The numbers of indentations need to be enough to assure that hardened and softened zones are tested, i.e. that the indentations do not affect each other. This gives the metals ability to show resistance to indentation which show its resistance to wear and abrasion. Hardness testing of welds and their Heat Affected Zones (HAZs) usually requires testing on a microscopic scale using a diamond indenter. The Vickers Hardness test is the predominant test method with testing being applied to HAZ testing in some instances. Hardness values referred to in this document will be reported in terms of Vickers Number, HV

.

TOUGHNESS TEST:

It is well understood that ductile and brittle are relative, and thus interchange between these two modes of fracture is achievable with ease. The term Ductile-to- Brittle transition (DBT) is used in relation to the temperature dependence of the measured impact energy absorption. For a material, as the temperature is lowered, the impact energy drops suddenly over a relatively narrow temperature range, below which the energy has a considerably lower value as a representative of brittle fracture.

The principal measurement from the impact test is the energy absorbed in fracturing the specimen. Energy expended during fracture is sometimes known as notch toughness. The energy expended will be high for complete ductile fracture, while it is less for brittle fracture.

However, it is important to note that measurement of energy expended is only a relative energy, and cannot be used directly as design consideration. Another common result from the Charpy test is by examining the fracture surface.

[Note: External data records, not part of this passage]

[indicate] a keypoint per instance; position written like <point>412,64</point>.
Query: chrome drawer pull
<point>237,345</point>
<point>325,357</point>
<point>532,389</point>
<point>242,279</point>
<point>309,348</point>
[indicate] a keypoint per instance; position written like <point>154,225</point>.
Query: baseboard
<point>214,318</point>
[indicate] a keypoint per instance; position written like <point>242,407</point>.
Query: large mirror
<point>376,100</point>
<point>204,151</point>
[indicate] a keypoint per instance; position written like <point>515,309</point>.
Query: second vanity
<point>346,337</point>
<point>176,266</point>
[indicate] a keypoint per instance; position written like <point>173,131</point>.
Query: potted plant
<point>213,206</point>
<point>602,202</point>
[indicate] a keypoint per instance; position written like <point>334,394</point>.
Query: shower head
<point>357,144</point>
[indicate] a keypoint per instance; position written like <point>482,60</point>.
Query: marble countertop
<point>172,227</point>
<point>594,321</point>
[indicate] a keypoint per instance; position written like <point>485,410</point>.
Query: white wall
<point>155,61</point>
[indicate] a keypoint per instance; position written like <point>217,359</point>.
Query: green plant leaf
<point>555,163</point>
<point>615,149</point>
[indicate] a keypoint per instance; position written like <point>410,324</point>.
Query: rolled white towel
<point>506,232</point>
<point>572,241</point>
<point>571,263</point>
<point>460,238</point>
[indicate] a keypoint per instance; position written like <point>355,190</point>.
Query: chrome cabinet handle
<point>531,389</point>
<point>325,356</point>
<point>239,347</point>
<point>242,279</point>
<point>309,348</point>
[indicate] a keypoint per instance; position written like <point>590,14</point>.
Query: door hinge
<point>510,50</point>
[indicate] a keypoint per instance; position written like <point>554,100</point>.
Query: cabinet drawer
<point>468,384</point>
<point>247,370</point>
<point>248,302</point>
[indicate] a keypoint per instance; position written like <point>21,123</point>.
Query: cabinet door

It is useful in determining whether the fracture is fibrous (shear fracture), granular (cleavage fracture), or a mixture of both.

Figure 3: schematic arrangement of Charpy, Izod test specimen

CONCLUSION:

The trends of light weighting, higher performance and increased functionality are some of the drivers for multi- material, hybrid structures and the need for joining of dissimilar materials. Different material properties are utilized to achieve improvements not possible with a single material. This paper performed and analyzed dissimilar material welding by TIG welding under cryogenic condition and shows that, cryogenics of most metals and alloys reduces wear and stress to a far greater extent than untreated metals and alloys with the help of analysis of mechanical properties such as Hardness, Toughness and Tensile.